New year, new highs for the Dow Jones industrial average, which soared to 25,000 as GE rebounds Thursday.

 

A new year, a new high.

Just four days into 2018, the Dow Jones industrial average passed the 25,000 milestone on Thursday amid strong economic reports and growing optimism about the new tax law.

Buoyed by strong December private sector job gains and bullish business data from outside of the U.S., the 30-company index, a proxy for the overall stock market, closed at 25,075, up 153 points for the day. It came just 35 days after the index first reached 24,000.

The Dow’s near nine-year bull continued shortly after President Donald Trump’s 2016 election. Investor optimism about the Republican administration’s promised tax cuts and deregulatory stance helped the Dow rise from just below 19,000. More recently, strong corporate earnings and a wider global economic recovery helped to send the index even higher.

The post-election rally started with financial stocks such as Goldman Sachs. Since then, the make up of the strongest performers has shifted to more industrial manufacturers.

Now the biggest Dow winner is airplane maker Boeing, which has gained roughly 77% since the index hit 20,000 less than a year ago because of strong demand by commercial airlines. Boeing has also made a big contribution to the Dow’s gains since the index first breached 20,000, according to S&P Global’s Howard Silverblatt, accounting for 17.7%, or 890 points, of the overall 5,000 point gain rise since then.

IBM, on the other hand, has been the biggest drag on the index, erasing 114 points from the Dow during that same nearly 12-month period, according to Silverblatt.

And while Boeing is still the strongest stock on the Dow since Trump’s election, the weakest link is a one-time symbol of U.S. business strength— General Electric. The conglomerate has struggled to shed assets in recent years, after a series of what now appears to be ill-fated acquisitions. As a result, the company’s shares have lost roughly 37% since Trump’s election compared to the Dow’s 40% gain during that same period.

Still, there are reasons to also be wary of the Dow’s gains. Inevitably, with each new high the Dow notches, at least one asset manager or financial guru points to the arbitrary calculation of the index. It’s price-weighted—so broadly speaking, companies in the Dow index with a higher share price have a larger influence on the Dow.

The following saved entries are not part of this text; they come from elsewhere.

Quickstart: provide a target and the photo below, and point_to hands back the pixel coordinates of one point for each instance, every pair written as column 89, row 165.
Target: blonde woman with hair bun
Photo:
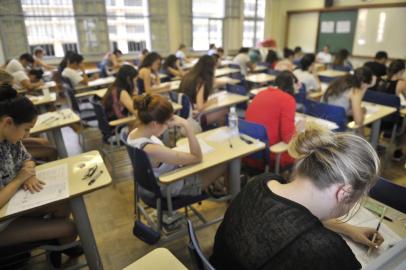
column 274, row 224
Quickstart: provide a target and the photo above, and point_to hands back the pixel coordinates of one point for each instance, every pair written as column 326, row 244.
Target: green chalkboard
column 337, row 29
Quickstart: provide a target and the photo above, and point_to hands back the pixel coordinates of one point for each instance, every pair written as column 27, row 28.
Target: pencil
column 377, row 229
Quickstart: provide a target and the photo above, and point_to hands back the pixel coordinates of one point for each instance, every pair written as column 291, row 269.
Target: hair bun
column 313, row 138
column 7, row 92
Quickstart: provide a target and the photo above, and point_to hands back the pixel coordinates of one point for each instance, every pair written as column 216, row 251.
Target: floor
column 111, row 211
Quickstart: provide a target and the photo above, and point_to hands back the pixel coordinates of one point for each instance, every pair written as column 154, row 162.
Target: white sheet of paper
column 56, row 187
column 327, row 27
column 365, row 218
column 203, row 146
column 343, row 27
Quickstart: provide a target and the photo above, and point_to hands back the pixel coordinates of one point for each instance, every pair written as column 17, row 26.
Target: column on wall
column 233, row 24
column 91, row 24
column 13, row 35
column 158, row 20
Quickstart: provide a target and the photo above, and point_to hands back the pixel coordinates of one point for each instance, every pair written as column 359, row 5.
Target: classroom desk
column 375, row 113
column 52, row 127
column 100, row 93
column 42, row 101
column 158, row 259
column 225, row 150
column 225, row 99
column 331, row 73
column 260, row 78
column 77, row 189
column 96, row 83
column 131, row 118
column 225, row 71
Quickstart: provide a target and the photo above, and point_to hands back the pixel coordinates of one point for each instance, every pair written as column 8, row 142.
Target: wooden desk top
column 131, row 118
column 225, row 71
column 96, row 83
column 377, row 112
column 226, row 80
column 100, row 93
column 57, row 119
column 42, row 100
column 222, row 153
column 332, row 73
column 77, row 187
column 260, row 78
column 158, row 259
column 225, row 99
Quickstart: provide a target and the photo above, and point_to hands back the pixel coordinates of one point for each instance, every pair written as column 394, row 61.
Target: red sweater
column 274, row 109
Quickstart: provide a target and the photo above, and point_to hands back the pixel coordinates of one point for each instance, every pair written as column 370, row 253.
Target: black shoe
column 73, row 252
column 56, row 258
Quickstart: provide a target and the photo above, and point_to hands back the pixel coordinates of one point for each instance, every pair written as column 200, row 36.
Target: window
column 128, row 24
column 50, row 24
column 208, row 18
column 254, row 13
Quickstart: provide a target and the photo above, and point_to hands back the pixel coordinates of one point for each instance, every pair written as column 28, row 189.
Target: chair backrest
column 102, row 119
column 142, row 170
column 390, row 194
column 328, row 112
column 387, row 100
column 70, row 94
column 256, row 131
column 196, row 252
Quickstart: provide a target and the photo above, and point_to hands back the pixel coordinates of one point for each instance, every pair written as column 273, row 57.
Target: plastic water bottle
column 233, row 121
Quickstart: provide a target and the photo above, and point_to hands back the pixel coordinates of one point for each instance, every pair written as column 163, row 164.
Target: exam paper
column 203, row 146
column 365, row 218
column 56, row 187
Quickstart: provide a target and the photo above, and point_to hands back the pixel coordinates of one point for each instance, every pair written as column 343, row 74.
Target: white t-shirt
column 242, row 59
column 307, row 79
column 73, row 75
column 323, row 57
column 14, row 66
column 19, row 76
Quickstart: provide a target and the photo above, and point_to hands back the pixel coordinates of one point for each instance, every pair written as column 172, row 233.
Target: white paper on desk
column 365, row 218
column 56, row 187
column 203, row 146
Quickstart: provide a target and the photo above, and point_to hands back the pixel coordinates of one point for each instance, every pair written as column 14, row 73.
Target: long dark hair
column 124, row 81
column 150, row 59
column 170, row 61
column 342, row 84
column 201, row 74
column 19, row 108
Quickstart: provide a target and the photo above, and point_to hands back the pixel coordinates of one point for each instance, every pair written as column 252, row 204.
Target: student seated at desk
column 348, row 91
column 39, row 148
column 171, row 67
column 276, row 225
column 118, row 101
column 243, row 60
column 155, row 114
column 17, row 171
column 39, row 59
column 22, row 64
column 307, row 73
column 148, row 79
column 198, row 84
column 341, row 61
column 29, row 82
column 287, row 62
column 75, row 71
column 275, row 109
column 112, row 62
column 324, row 56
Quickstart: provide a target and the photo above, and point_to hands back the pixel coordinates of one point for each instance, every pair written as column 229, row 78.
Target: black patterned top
column 12, row 159
column 262, row 230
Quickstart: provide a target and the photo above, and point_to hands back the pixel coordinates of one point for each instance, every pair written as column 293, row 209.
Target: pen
column 377, row 230
column 95, row 178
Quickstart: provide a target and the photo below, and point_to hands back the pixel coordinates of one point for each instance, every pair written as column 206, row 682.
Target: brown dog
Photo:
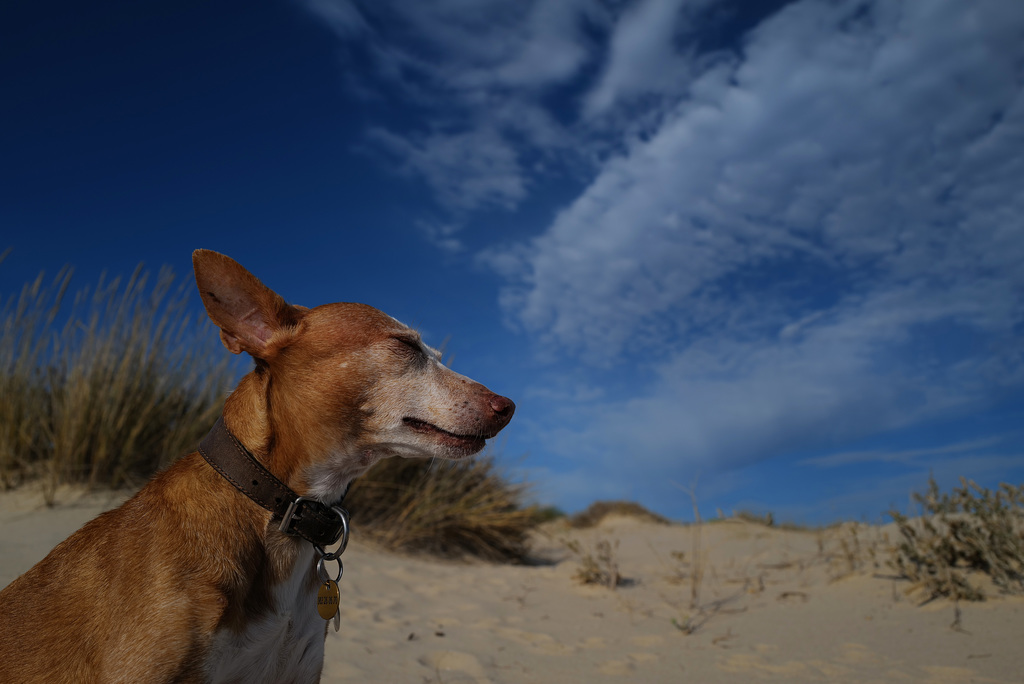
column 192, row 580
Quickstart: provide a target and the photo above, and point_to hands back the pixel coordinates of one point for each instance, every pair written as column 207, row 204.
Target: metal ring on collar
column 322, row 569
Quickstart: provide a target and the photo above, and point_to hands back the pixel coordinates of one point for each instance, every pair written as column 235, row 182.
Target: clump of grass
column 597, row 566
column 448, row 509
column 599, row 510
column 109, row 389
column 766, row 519
column 970, row 529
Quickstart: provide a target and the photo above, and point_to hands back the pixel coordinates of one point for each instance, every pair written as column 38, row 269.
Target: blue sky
column 774, row 249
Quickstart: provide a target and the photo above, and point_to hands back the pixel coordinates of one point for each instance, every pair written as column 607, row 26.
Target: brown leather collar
column 318, row 523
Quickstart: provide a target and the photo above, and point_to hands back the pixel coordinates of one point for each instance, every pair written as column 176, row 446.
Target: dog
column 204, row 575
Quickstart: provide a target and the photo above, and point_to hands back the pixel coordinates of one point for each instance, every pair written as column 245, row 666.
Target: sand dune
column 773, row 605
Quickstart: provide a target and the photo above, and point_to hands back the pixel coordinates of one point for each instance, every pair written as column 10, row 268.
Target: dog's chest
column 286, row 645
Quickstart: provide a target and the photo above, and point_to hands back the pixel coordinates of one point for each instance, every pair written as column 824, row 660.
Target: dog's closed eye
column 409, row 348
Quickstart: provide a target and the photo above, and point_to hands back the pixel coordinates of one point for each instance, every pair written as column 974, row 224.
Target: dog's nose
column 503, row 407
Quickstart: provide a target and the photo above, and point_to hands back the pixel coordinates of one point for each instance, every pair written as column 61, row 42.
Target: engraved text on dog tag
column 328, row 599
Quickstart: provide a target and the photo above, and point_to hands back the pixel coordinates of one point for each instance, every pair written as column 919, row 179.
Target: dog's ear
column 251, row 316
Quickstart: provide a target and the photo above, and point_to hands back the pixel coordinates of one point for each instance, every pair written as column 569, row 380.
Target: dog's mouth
column 467, row 443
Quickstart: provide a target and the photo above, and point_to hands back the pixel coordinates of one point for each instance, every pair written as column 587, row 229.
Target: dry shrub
column 970, row 529
column 601, row 509
column 449, row 509
column 110, row 389
column 598, row 566
column 767, row 519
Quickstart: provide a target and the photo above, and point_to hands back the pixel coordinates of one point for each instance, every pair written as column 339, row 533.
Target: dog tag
column 328, row 599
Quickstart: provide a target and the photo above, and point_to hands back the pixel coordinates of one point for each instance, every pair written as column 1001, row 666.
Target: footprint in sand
column 543, row 643
column 648, row 641
column 458, row 661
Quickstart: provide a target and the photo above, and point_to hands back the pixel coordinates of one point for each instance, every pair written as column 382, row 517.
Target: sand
column 773, row 605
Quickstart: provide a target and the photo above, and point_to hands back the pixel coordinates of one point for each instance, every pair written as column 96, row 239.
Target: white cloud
column 836, row 143
column 821, row 242
column 812, row 239
column 899, row 456
column 642, row 56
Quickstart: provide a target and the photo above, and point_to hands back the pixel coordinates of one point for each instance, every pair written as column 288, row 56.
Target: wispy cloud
column 811, row 238
column 901, row 456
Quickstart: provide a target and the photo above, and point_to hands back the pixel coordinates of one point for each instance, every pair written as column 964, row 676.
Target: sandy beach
column 772, row 605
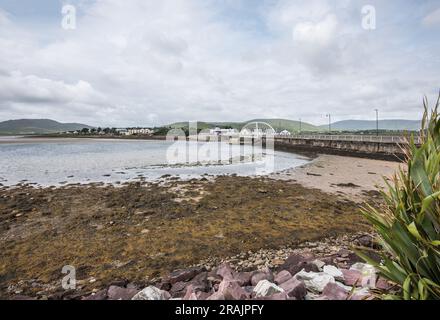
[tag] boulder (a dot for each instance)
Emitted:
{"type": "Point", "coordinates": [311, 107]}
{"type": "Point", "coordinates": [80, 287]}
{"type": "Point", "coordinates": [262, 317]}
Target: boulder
{"type": "Point", "coordinates": [383, 284]}
{"type": "Point", "coordinates": [225, 272]}
{"type": "Point", "coordinates": [334, 272]}
{"type": "Point", "coordinates": [276, 296]}
{"type": "Point", "coordinates": [266, 288]}
{"type": "Point", "coordinates": [201, 283]}
{"type": "Point", "coordinates": [119, 293]}
{"type": "Point", "coordinates": [319, 264]}
{"type": "Point", "coordinates": [203, 295]}
{"type": "Point", "coordinates": [282, 277]}
{"type": "Point", "coordinates": [296, 263]}
{"type": "Point", "coordinates": [294, 288]}
{"type": "Point", "coordinates": [368, 274]}
{"type": "Point", "coordinates": [183, 275]}
{"type": "Point", "coordinates": [231, 290]}
{"type": "Point", "coordinates": [216, 296]}
{"type": "Point", "coordinates": [352, 277]}
{"type": "Point", "coordinates": [362, 294]}
{"type": "Point", "coordinates": [151, 293]}
{"type": "Point", "coordinates": [164, 285]}
{"type": "Point", "coordinates": [243, 278]}
{"type": "Point", "coordinates": [315, 281]}
{"type": "Point", "coordinates": [178, 289]}
{"type": "Point", "coordinates": [100, 295]}
{"type": "Point", "coordinates": [365, 241]}
{"type": "Point", "coordinates": [261, 275]}
{"type": "Point", "coordinates": [190, 293]}
{"type": "Point", "coordinates": [335, 292]}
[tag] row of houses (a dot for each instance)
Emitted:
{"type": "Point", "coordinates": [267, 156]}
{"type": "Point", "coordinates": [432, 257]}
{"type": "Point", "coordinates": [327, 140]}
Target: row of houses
{"type": "Point", "coordinates": [246, 131]}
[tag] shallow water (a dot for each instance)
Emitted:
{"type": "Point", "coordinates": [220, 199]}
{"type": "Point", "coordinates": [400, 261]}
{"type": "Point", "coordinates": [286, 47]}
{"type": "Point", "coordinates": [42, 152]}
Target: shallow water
{"type": "Point", "coordinates": [66, 161]}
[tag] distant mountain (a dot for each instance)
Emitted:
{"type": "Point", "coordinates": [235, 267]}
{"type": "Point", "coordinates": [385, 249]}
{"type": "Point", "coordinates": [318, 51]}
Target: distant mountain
{"type": "Point", "coordinates": [277, 124]}
{"type": "Point", "coordinates": [356, 125]}
{"type": "Point", "coordinates": [37, 126]}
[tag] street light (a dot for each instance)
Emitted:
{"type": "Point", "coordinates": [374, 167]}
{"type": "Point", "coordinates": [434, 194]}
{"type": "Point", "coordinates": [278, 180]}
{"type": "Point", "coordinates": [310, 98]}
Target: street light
{"type": "Point", "coordinates": [377, 121]}
{"type": "Point", "coordinates": [329, 122]}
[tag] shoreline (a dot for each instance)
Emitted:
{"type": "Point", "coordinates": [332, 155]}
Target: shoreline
{"type": "Point", "coordinates": [298, 149]}
{"type": "Point", "coordinates": [143, 231]}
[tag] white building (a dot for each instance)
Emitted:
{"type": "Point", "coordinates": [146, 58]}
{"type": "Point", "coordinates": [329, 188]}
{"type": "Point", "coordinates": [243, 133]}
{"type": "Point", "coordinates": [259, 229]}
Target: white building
{"type": "Point", "coordinates": [223, 132]}
{"type": "Point", "coordinates": [139, 131]}
{"type": "Point", "coordinates": [285, 133]}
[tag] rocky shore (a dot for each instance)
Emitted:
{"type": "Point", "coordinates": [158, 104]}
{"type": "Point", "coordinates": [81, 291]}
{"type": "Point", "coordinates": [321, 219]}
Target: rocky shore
{"type": "Point", "coordinates": [132, 234]}
{"type": "Point", "coordinates": [324, 270]}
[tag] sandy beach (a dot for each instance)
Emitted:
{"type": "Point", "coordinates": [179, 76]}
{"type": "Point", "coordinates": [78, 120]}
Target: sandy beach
{"type": "Point", "coordinates": [139, 231]}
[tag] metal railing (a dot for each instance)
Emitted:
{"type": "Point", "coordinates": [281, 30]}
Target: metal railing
{"type": "Point", "coordinates": [361, 138]}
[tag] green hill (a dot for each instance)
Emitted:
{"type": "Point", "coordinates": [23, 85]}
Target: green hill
{"type": "Point", "coordinates": [357, 125]}
{"type": "Point", "coordinates": [277, 124]}
{"type": "Point", "coordinates": [37, 126]}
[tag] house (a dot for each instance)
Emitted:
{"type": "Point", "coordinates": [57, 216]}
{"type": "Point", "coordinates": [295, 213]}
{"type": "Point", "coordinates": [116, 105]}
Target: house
{"type": "Point", "coordinates": [140, 131]}
{"type": "Point", "coordinates": [223, 132]}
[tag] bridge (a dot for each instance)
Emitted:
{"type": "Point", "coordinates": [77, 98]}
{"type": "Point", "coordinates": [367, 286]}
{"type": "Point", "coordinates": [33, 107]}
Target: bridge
{"type": "Point", "coordinates": [378, 147]}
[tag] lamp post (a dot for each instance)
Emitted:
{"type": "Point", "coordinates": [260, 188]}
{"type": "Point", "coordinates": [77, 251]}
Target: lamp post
{"type": "Point", "coordinates": [377, 121]}
{"type": "Point", "coordinates": [329, 122]}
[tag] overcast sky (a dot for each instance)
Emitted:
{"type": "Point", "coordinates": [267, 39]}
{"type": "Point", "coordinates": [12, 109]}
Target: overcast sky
{"type": "Point", "coordinates": [150, 62]}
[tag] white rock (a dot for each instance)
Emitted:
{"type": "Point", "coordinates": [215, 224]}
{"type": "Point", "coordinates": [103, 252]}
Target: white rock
{"type": "Point", "coordinates": [315, 281]}
{"type": "Point", "coordinates": [265, 288]}
{"type": "Point", "coordinates": [151, 293]}
{"type": "Point", "coordinates": [334, 272]}
{"type": "Point", "coordinates": [368, 274]}
{"type": "Point", "coordinates": [343, 286]}
{"type": "Point", "coordinates": [319, 264]}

Yet share price has no relation to a company’s overall market valuation.

Goldman Sachs shares, for example, are around $257, putting the company’s overall valuation at $96.9 billion. Apple shares, on the other hand, are near $173 and therefore counts for less on the Dow—even though it’s the world’s largest publicly traded company, with a valuation of $888 billion.

But the Dow’s performance does mirror to some extent that of the S&P 500, an index that tracks far more companies.

The S&P 500 also closed at an all-time high Thursday, up nearly 11 points at 2,724. Wall Street has predicted that the index will close somewhere in the lower 2,800s by the end of 2018.